Mine modernisation momentum building up unstoppable steam
There is just no stopping the pace of mine modernisation globally. There will be no turning back at the level of mining majors. All of them are seizing on every bit of appropriate technology available to create better mines that present less risk to health, better protect Mother Nature and add to competitiveness.
By this time next year, diversified major Rio Tinto, which used to mine up the road at Palabora Copper and which still mines South Africa’s beaches at Richards Bay Minerals, could have the world’s first intelligent mine in Australia’s iron-ore-rich Pilbara region.
At last month’s International Mining and Resources Conference, in Melbourne, Rio Tinto CEO Jean-Sabastian Jacques, who once worked at Palabora Copper, called for a fundamentally different mining vision that pioneers new thinking, with data and digital technology at the forefront.
Simultaneously, Mining Weekly reported that mining major BHP is planning to introduce electric vehicles in the interests of a healthier underground environment at the large Olympic Dam uranium and copper mine, in South Australia.
A year ago, Anglo American told Mining Weekly that it intended unleashing end-to-end innovation across the length and breadth of global mining.
The belief by the majors that they risk going under if they fail to modernise is quite pervasive, and hanging over their heads is the threat of recycling.
While the thermal coal that is mined is burnt in the process of electricity generation and requires ongoing replacement, most metals do not have that favourable market dynamic.
Platinum, for instance, is never consumed, which means that the recycling of the metal has to be constantly taken into account.
Improved mining at lower cost forms a protection against the competition that recycling presents, which is why platinum mining companies need to use modernisation as a way of coming down the cost curve.

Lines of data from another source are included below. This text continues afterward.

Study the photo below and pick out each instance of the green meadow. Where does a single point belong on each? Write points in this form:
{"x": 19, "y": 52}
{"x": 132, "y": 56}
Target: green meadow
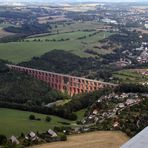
{"x": 15, "y": 121}
{"x": 23, "y": 51}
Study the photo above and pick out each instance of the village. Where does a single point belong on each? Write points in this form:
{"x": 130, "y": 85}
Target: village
{"x": 125, "y": 100}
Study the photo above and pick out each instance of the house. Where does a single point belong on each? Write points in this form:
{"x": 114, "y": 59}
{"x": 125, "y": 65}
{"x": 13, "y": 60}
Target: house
{"x": 52, "y": 133}
{"x": 13, "y": 139}
{"x": 32, "y": 136}
{"x": 139, "y": 141}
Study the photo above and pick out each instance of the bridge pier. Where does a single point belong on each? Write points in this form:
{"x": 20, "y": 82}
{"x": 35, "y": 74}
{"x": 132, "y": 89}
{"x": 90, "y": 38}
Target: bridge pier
{"x": 71, "y": 84}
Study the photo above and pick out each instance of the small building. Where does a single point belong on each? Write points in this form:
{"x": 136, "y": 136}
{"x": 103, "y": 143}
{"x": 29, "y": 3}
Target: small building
{"x": 138, "y": 141}
{"x": 52, "y": 133}
{"x": 13, "y": 139}
{"x": 32, "y": 136}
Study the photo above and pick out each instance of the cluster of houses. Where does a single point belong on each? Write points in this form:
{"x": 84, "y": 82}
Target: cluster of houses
{"x": 123, "y": 100}
{"x": 139, "y": 54}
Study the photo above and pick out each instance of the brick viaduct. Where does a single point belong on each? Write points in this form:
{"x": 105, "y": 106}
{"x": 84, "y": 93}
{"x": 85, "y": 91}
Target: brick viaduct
{"x": 73, "y": 85}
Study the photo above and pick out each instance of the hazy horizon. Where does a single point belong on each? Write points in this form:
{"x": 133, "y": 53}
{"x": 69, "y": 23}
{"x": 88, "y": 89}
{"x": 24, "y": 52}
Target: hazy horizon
{"x": 68, "y": 1}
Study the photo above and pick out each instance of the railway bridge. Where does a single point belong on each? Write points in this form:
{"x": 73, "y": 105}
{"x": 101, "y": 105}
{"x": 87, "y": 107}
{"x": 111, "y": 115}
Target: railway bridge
{"x": 61, "y": 82}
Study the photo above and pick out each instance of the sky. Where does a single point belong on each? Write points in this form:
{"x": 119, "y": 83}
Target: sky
{"x": 57, "y": 1}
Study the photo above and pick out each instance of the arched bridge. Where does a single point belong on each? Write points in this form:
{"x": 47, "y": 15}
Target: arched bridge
{"x": 73, "y": 85}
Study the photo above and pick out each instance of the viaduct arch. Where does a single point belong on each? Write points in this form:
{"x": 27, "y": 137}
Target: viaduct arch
{"x": 61, "y": 82}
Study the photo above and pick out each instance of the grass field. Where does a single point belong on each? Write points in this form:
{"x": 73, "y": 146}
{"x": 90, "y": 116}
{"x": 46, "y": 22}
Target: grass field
{"x": 129, "y": 76}
{"x": 15, "y": 121}
{"x": 23, "y": 51}
{"x": 101, "y": 139}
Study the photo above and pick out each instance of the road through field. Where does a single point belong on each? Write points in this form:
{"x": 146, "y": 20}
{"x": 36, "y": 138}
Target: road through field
{"x": 101, "y": 139}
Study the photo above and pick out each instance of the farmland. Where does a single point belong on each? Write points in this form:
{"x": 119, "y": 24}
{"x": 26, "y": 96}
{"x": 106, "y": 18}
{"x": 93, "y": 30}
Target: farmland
{"x": 101, "y": 139}
{"x": 129, "y": 76}
{"x": 15, "y": 122}
{"x": 23, "y": 51}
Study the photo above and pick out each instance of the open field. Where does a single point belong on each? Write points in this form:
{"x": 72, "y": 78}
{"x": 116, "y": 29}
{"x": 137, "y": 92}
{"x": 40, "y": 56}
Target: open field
{"x": 3, "y": 33}
{"x": 100, "y": 139}
{"x": 15, "y": 121}
{"x": 79, "y": 26}
{"x": 130, "y": 76}
{"x": 23, "y": 51}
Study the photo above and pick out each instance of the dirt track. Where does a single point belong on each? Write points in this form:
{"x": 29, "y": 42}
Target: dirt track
{"x": 100, "y": 139}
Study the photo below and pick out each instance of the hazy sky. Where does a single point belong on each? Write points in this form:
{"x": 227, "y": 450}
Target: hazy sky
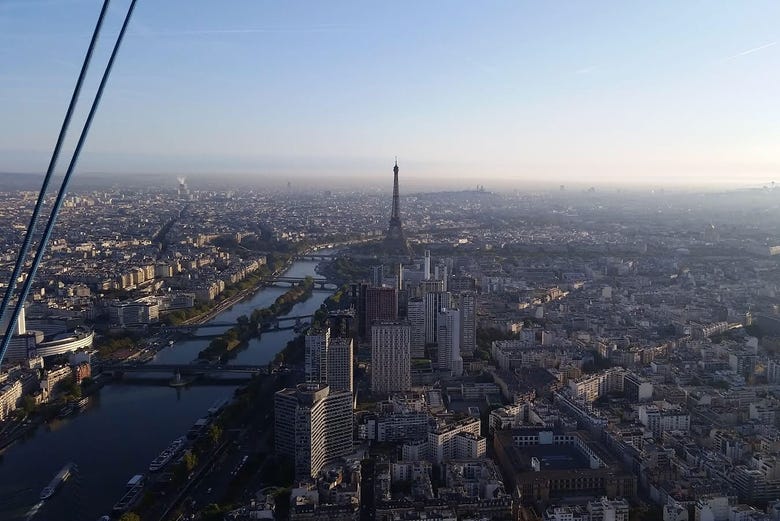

As Anglo American has pointed out, if modern technology can allow for platinum ore to be presorted and presented at a grade of 10 g/t instead of 4 g/t, output can be increased by two-and-a-half times from the exact same capital invested.
The same company has also calculated that waste brought to surface has grown sixteenfold from what it was in 1900. If you look at the copper situation, just to get 40 kg of copper requires double the quantity of water than it did then.
Other industries have developed technologies that can be used in mining, from medical technology to automotive engineering technology.
Data science and information technology can ensure the precise removal of ore without waste. Envisaged is swarm robotic mining that devours ore the same way locusts devour maize and armies of ants go about executing their tasks.
Big-minded mining companies will be prepared to share technology in the interests of making human beings safer and fighting climate change. Small-minded mining companies will keep everything to themselves, as happened in the bad old days.